Simply stated, screening women for breast cancer did not reduce their risk of death from breast cancer. All it did was increase the diagnosis of small cancers and DCIS. And the treatment for DCIS, removing a breast, or having breast conserving surgery with radiation, does not reduce your risk of death, as the new JAMA Oncology study shows. Among its many limitations, mammography screening detects a non cancer, DCIS, that pushes women to treatments that don’t change their risk of dying. This is what is meant by over diagnosis and over treatment.
“Too often in medicine, we find something, we call it an illness and we overtreat it,” said Dr. Otis Brawley, chief medical officer of the American Cancer Society.
“Unfortunately, this is something repeated over and over in medicine,” Dr. Brawley told CNN. “Doctors treat aggressively, then over the next 40, 50, 80 years find out that we didn’t need to be nearly as aggressive.”
A call for change
In a JAMA Oncology editorial that accompanied the paper, two researchers not involved with the study — Dr.
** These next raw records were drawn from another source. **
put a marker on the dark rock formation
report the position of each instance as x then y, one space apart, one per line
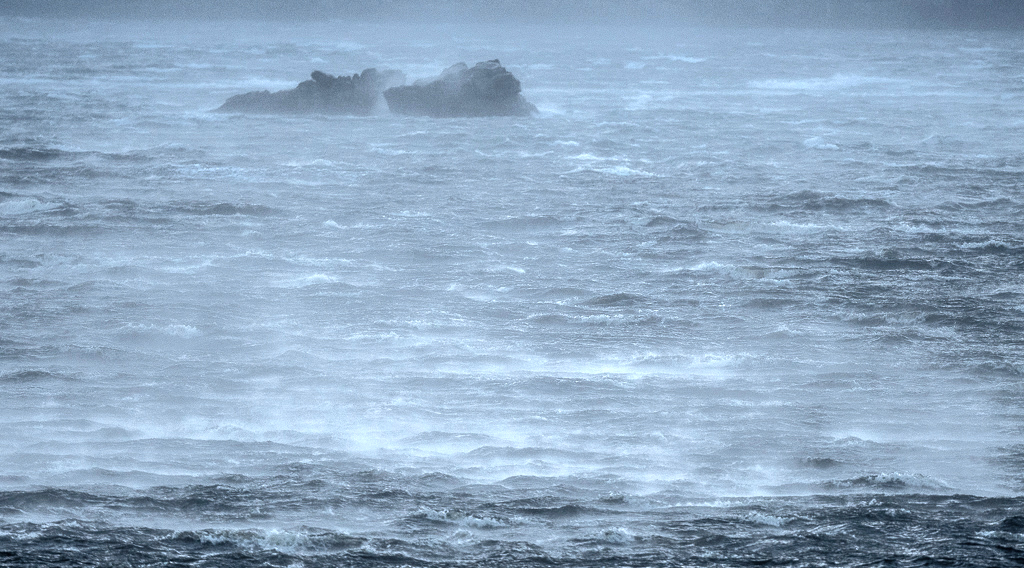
486 89
358 94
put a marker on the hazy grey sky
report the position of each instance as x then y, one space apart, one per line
971 13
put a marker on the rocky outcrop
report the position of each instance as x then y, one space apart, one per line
486 89
358 94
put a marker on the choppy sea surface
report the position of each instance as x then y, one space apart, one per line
731 298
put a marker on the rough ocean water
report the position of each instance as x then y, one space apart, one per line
731 298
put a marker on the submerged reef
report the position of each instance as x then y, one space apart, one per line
486 89
358 94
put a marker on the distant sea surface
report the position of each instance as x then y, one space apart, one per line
731 298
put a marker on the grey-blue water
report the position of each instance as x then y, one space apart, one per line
733 297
Laura Esserman and Christina Yau of the University of California, San Francisco — suggest that it may be time to change how we think about DCIS, considering the significant number of women affected and the potential for widespread overtreatment.
“The community of radiologists and surgeons needs to be part of the call for change,” they write. “Given the low breast cancer mortality risk, we should stop telling women that DCIS is an emergency and that they should schedule definitive surgery within 2 weeks of diagnosis.”
Oncologists, like experts in other fields of medicine, increasingly urge the public not to accept broad generalizations about many areas of health and medicine. They encourage patients to have conversations with their physicians that, as much as possible, are tailored to each specific case.